- Presiden Vladimir Putin bertemu Xi Jinping di Beijing pada 20 Mei 2026 untuk menyepakati pengembangan Jalur Sutra Kutub.
- Jalur laut baru ini memangkas waktu tempuh pelayaran Asia-Eropa hingga 50 persen guna mengurangi ketergantungan pada Selat Malaka.
- Pengalihan jalur logistik global tersebut berisiko menurunkan nilai strategis dan daya tawar Selat Malaka bagi ekonomi Indonesia.
Suara.com - Beijing baru saja menjadi pusat panggung diplomasi dunia yang sangat sibuk. Belum lama Presiden Amerika Serikat Donald Trump menyelesaikan kunjungannya, kini giliran Presiden Rusia Vladimir Putin yang mendarat di ibu kota China tersebut pada Rabu, (20/5/2026).
Pertemuan tingkat tinggi antara Putin dan Xi Jinping ini melahirkan kesepakatan raksasa, termasuk ambisi serius menggarap Polar Silk Road atau Jalur Sutra Kutub melalui Jalur Laut Utara (NSR).
Langkah ini bukan sekadar gaya-gayaan politik. China dan Rusia sedang membangun benteng ekonomi baru di tengah tekanan Barat.
Nilai perdagangan bilateral mereka pada tahun 2025 saja sudah melampaui angka Rp 4.224 triliun.
Menariknya, hampir 100 persen transaksi ini sudah meninggalkan Dolar AS dan beralih ke mata uang lokal, Rubel dan Yuan, demi memperkuat ketahanan finansial mereka..
Jalur Sutra Kutub ini menjadi sangat menggiurkan karena menawarkan efisiensi waktu yang luar biasa.
Jika biasanya kapal kargo harus berlayar 35 hingga 45 hari melewati Terusan Suez dan Selat Malaka, rute Kutub Utara ini bisa memangkas waktu tempuh menjadi hanya 20 hingga 22 hari saja dikutip dari Sputnik Globe.
Jalur ini mampu memperpendek jarak pelayaran Asia ke Eropa sekitar 30 hingga 40 persen, yang otomatis membuat konsumsi bahan bakar jauh lebih irit.
Efeknya untuk Selat Malaka dan Indonesia

Lalu, apa pengaruhnya buat Selat Malaka dan Indonesia? Selama ini, China terjebak dalam "Dilema Malaka".
Sekitar 80 persen impor minyak China harus melewati Selat Malaka yang sempit dan rawan blokade.
Jika jalur Kutub Utara ini sukses beroperasi secara komersial dan sepanjang tahun, ketergantungan China pada Selat Malaka diprediksi akan berkurang drastis.
Kondisi ini makin mendesak karena situasi di Timur Tengah sedang membara.

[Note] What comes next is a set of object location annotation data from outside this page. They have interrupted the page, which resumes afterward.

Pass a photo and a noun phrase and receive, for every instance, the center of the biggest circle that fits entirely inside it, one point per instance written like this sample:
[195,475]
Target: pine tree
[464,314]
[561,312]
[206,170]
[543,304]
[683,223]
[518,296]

Sejak awal Maret 2026, Selat Hormuz efektif tertutup akibat konflik militer, yang menyebabkan pasokan minyak global terpangkas hingga 10,1 juta barel per hari.
Kekacauan ini membuat banyak negara sadar bahwa mengandalkan satu jalur maritim saja sangat berbahaya.

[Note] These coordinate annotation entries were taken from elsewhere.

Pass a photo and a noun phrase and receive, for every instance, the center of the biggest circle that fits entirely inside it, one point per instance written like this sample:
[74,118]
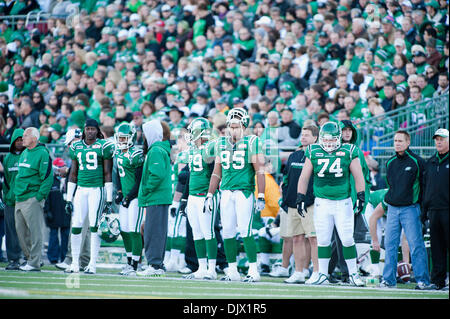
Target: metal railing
[421,120]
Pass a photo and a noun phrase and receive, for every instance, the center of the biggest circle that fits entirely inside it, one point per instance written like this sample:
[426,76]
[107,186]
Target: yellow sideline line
[91,294]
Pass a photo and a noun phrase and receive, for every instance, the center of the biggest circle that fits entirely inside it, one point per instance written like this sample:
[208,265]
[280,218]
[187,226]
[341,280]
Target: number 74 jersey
[90,161]
[332,170]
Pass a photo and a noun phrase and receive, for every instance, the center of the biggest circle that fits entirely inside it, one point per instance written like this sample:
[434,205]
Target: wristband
[109,189]
[70,190]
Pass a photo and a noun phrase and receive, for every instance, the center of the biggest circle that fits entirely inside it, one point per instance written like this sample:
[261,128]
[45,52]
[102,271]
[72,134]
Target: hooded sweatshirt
[35,174]
[362,160]
[156,183]
[11,167]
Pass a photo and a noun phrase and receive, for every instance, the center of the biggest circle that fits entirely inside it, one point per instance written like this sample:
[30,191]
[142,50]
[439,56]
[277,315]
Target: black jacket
[291,175]
[436,183]
[404,176]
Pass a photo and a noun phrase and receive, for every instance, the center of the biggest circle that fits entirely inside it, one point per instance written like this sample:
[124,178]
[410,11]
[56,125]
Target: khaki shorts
[291,224]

Bagi Indonesia, pergeseran rute ke utara ini adalah tantangan sekaligus peringatan.
Pada April 2026, Menteri Keuangan Indonesia sempat melempar ide revolusioner untuk mengenakan tarif tol bagi kapal-kapal yang melintasi Selat Malaka.
Namun, jika jalur alternatif seperti Kutub Utara makin kompetitif, posisi tawar Selat Malaka bisa tergerus.
Biaya tambahan untuk pengalihan rute kapal secara permanen dari Selat Malaka ke rute alternatif seperti Selat Lombok saja bisa mencapai Rp 3.872 triliun per tahun.
Indonesia harus waspada karena poros baru Beijing-Moskow ini sedang mendesain ulang peta logistik dunia.
Dengan target mengoperasikan lima kapal kontainer khusus pelayaran Arktik pada 2027, dunia sedang bersiap melihat Terusan Suez dan Selat Malaka menjadi kurang laku.
Sebagai negara yang berada di persimpangan jalur maritim, Indonesia perlu segera merumuskan strategi agar tidak hanya menjadi penonton dalam perubahan arus dagang global ini.